Chrysler SERV ascends on its aerospike engine |
By the late 1960s, the groundwork was being laid down that would eventually evolve in the Shuttle Transportation System that today is in the twilight of its career. The NASA-led studies that involved the major aerospace contractors of the day was divided into "phases" and at each phase candidate contractors had to demonstrate their concepts to the Manned Spacecraft Center (MSC) at the Johnson Space Center outside of Houston. Apollo was run out of the NASA headquarters in Washington, but the technical reach of a reusable spacecraft meant that NASA wanted the program leadership to be at a field center run by engineers- and at the time, only Houston and the Marshall Space Flight Center (MSFC) in Huntsville, Alabama, had the technical expertise for such an undertaking. Not wanting to put its eggs in one basket, though, NASA established on 6 July 1970 the Alternate Space Shuttle Concepts (ASCC) study to evaluate alternative concepts and proposals to what was already under development in cooperation with the aerospace industry and the MSC in Houston. Given that the MSC had it hands full, program leadership of the ASCC was assigned to the MSFC in Huntsville. Over 29 configurations were studied and millions in funding were provided. A joint submission by Grumman/Boeing was evaluated, along with one from Lockheed and one from Chrysler, which at the time had a thriving space division that had been in business since 1962 building the first stages for the Saturn I rocket and Saturn IB rocket. Chrysler's ASSC proposal was the recipient of a $1.9 million study contract for what has to be one of the most unorthodox if not outright unique space shuttle concepts ever taken seriously by NASA.
Schematic diagram of the Chrysler SERV |
Chrysler's design was called the SERV- Single-stage Earth-orbital Reusable Vehicle- and it looked like nothing else under study at the time. It was a large conical vehicle that looked like a supersized Apollo command module. It was 65 feet high and 90 feet in diameter with a central payload bay 23 feet wide and 60 feet long. Liquid hydrogen and liquid oxygen tanks then surrounded the payload bay to fill the rest of the volume of the SERV. Its propulsion engine was highly innovative and developed with assistance from Rocketdyne- the SERV had a 12-module liquid oxygen/liquid hydrogen aerospike engine integral to the base of the SERV that was 87.4 feet in diameter and just over 8 feet long. The engine developed an astounding 5.4 million pounds of thrust (by comparison, each Space Shuttle Main Engine develops about 400,000 lbs of thrust at launch). Each of the 12 modules were interconnected and each had a set of turbine driven fuel pumps that could run as high as 120% to compensate for the failure of any pair of pumps in the 12 modules. The engines designed were so powerful, that the SERV's aerospike had to be throttled back to 20% just before reaching "max-Q"- the point of highest aerodynamic stress to prevent overstressing the SERV during its ascent to orbit. A series of doors could close over the aerospike modules to protect them during re-entry.
SERV with the MURP spaceplane.
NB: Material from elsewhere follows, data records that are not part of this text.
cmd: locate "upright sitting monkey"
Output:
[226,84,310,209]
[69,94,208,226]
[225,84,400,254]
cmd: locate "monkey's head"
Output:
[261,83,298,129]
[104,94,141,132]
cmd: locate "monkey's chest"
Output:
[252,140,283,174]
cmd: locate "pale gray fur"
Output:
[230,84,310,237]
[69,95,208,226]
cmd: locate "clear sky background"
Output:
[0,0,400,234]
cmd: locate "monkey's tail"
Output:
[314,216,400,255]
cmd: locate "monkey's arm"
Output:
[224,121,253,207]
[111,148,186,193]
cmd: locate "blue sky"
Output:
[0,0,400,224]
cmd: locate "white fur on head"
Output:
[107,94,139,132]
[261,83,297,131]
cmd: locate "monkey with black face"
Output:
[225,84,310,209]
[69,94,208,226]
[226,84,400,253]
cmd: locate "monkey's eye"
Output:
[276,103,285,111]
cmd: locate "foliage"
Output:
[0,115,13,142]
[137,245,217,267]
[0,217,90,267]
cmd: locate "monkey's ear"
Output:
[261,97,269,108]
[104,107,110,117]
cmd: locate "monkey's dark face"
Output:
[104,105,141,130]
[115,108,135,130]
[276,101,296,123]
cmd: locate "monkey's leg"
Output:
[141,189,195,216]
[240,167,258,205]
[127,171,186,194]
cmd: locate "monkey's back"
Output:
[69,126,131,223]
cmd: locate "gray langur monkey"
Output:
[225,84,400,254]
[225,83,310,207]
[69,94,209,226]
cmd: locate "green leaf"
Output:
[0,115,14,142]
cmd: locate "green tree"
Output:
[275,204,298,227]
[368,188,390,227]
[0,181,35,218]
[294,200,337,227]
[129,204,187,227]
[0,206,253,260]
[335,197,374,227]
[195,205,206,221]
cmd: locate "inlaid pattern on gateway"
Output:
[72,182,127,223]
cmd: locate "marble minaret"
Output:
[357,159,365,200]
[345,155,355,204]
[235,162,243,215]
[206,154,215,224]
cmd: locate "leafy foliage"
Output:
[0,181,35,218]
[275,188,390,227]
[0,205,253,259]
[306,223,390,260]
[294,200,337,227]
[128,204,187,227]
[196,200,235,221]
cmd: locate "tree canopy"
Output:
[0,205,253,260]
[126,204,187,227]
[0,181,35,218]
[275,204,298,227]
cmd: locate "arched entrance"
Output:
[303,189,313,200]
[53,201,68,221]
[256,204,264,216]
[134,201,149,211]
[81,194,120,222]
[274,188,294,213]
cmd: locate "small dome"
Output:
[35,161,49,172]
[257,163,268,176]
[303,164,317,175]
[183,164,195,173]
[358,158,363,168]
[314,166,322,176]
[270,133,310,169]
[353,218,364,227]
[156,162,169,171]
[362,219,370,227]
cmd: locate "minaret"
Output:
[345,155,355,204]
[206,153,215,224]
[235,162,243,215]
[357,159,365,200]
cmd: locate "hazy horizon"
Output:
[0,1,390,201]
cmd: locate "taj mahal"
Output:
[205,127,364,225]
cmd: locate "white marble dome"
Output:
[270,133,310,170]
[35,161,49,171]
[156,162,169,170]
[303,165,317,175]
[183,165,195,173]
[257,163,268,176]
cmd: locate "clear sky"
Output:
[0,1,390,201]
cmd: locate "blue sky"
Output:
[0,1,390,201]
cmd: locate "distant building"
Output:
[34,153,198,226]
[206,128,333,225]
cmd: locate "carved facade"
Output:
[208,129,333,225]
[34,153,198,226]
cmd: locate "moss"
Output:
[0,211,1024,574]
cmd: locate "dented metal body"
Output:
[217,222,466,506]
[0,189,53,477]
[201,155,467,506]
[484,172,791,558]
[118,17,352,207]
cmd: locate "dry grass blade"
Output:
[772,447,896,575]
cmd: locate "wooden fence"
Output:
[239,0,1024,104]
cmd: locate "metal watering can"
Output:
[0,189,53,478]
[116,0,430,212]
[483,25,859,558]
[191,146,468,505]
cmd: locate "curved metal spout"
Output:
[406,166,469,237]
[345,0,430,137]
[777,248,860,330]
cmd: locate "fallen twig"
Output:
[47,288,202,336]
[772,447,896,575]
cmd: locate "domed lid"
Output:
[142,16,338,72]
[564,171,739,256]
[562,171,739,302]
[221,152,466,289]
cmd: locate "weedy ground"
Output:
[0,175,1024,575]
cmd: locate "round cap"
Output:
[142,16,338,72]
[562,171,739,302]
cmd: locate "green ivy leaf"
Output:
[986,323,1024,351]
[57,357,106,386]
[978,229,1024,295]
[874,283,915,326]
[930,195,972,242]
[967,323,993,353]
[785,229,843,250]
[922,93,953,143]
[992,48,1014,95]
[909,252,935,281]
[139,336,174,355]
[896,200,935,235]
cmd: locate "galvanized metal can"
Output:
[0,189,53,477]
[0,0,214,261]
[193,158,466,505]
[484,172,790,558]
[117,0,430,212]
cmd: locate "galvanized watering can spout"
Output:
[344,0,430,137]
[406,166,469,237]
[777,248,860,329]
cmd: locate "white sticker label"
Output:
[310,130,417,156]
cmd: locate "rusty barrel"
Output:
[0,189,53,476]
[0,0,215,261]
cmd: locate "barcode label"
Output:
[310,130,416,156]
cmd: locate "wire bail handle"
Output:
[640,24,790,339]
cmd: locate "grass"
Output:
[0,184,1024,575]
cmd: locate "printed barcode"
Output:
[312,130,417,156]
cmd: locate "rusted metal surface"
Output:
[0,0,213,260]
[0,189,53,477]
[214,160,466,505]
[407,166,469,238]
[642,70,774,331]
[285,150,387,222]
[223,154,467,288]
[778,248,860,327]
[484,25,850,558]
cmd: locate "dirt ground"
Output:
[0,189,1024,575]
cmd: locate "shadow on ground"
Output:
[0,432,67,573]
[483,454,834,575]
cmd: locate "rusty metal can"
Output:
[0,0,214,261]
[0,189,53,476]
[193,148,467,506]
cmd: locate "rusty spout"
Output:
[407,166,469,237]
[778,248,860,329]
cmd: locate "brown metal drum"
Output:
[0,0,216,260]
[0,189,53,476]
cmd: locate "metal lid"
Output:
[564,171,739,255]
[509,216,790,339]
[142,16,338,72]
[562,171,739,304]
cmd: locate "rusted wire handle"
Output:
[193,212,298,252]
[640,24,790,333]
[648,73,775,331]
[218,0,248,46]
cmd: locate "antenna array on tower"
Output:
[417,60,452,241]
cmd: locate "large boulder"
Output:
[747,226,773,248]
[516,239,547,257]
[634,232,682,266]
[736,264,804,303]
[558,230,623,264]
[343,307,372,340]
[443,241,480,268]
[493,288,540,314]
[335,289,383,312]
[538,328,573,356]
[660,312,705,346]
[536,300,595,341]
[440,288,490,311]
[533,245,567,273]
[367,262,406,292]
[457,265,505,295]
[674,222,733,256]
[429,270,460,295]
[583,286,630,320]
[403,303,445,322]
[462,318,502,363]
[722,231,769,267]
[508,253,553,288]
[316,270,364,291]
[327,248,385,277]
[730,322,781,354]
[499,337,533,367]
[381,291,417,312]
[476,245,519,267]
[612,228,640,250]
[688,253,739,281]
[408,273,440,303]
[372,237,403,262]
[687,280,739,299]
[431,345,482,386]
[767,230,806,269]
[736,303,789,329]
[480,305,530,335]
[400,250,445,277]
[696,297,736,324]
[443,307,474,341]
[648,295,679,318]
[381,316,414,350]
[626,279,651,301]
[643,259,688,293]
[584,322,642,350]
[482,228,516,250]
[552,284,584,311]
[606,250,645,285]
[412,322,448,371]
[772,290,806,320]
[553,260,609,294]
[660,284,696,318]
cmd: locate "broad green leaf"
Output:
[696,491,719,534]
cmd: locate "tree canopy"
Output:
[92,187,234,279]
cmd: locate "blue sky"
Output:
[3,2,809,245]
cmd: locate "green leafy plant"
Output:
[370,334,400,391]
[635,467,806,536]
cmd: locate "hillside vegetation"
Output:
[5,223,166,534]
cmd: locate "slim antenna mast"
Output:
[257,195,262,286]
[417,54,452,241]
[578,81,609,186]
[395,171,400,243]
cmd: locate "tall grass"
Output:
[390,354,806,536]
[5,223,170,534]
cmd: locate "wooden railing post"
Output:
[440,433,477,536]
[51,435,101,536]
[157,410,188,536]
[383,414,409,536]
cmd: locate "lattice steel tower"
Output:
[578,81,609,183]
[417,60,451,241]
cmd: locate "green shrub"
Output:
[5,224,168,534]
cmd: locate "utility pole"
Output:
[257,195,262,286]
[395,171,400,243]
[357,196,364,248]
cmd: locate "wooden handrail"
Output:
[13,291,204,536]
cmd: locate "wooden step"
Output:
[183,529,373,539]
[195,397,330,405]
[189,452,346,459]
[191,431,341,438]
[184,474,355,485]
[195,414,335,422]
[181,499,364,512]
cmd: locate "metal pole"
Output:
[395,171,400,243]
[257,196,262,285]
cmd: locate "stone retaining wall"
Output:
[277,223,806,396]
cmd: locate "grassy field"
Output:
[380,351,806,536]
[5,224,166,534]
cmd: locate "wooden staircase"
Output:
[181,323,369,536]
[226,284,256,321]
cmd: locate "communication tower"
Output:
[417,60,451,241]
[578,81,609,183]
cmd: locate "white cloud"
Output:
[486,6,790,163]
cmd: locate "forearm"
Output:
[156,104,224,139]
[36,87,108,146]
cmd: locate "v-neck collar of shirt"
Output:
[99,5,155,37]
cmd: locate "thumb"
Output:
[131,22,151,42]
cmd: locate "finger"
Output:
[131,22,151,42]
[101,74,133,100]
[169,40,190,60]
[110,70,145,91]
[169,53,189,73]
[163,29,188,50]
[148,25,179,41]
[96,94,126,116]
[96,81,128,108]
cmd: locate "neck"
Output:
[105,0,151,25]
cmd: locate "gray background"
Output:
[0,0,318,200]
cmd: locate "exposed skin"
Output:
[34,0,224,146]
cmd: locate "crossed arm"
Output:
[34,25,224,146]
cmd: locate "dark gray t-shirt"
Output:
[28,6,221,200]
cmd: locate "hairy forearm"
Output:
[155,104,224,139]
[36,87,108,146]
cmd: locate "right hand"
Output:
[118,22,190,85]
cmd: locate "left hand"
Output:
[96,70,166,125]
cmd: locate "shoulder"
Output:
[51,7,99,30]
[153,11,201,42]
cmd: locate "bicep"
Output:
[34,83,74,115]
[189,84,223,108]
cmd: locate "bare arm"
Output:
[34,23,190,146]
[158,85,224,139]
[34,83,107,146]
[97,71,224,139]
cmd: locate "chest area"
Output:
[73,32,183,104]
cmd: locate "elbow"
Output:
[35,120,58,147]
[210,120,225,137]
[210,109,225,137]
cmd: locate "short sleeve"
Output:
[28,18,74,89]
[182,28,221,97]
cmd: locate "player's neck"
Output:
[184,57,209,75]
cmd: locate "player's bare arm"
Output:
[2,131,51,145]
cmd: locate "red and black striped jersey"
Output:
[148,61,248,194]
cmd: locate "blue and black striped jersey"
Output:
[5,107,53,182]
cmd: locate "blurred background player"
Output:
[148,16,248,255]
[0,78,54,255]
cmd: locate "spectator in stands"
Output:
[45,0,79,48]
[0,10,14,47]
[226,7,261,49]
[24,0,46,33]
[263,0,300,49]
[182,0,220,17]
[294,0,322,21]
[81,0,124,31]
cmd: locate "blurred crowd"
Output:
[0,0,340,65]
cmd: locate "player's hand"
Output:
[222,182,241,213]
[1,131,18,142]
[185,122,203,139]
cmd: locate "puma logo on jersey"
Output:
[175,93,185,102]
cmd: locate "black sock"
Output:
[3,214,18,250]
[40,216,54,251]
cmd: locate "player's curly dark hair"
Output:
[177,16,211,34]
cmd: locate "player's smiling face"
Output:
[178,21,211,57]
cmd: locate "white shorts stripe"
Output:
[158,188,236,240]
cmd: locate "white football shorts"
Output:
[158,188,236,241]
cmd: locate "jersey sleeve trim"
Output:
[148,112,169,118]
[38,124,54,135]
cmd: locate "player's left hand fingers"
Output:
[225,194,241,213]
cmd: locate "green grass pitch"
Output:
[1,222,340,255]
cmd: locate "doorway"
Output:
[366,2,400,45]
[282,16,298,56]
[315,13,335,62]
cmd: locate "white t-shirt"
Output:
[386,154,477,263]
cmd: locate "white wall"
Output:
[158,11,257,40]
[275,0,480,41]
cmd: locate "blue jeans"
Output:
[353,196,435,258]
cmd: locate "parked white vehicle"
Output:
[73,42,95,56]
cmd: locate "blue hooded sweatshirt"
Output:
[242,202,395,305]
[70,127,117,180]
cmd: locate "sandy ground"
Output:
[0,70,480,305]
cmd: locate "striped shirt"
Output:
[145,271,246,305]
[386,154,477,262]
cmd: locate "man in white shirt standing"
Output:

Note the doors for the jet engines. |
At launch, the SERV weighed in at approximately 4.5 million lbs and different modules could be attached to the top of the SERV- the most studied were an external extension to the payload bay and the other was what was called the MURP- Manned Upper Reusable Payload, which was a small orbiter design with flick-out wings on return to Earth. The MURP could carry up to ten astronauts. Launches would have taken place from large concrete pads as the SERV had its own landing legs to support its weight. To return to the Earth, the SERV would re-enter the same way as the Apollo command module did, with the blunt end first and protected by thermal tiles. But instead of a water landing, at an altitude of 25,000 feet, a set of intakes and exhaust ports opened and four banks of seven jet engines (that's right, twenty eight engines!) powered by JP-4 fuel would start up and provide deceleration and maneuver capability that would bring the SERV back home for a soft landing on its own landing legs. The planned landing site for the SERV would have been on the skid strip at Cape Canaveral adjacent to the Kennedy Space Center.
Chrysler's space division would have built the SERV at the Michoud facility that today has been responsible for the Space Shuttle's external tank. A specially-modified transport ship would then take the completed SERV to the Kennedy Space Center. Chrysler estimated that each SERV would cost $350 million each. However, by the time the ASCC studies were winding down, the Chrysler SERV got little attention as the design submissions from Lockheed and Grumman/Boeing were decidedly much more "conventional" than the SERV- but the SERV is a fascinating exercise in aerospace development when preconceived notions are cast aside and an innovative solution is found to meet an exacting set of requirements!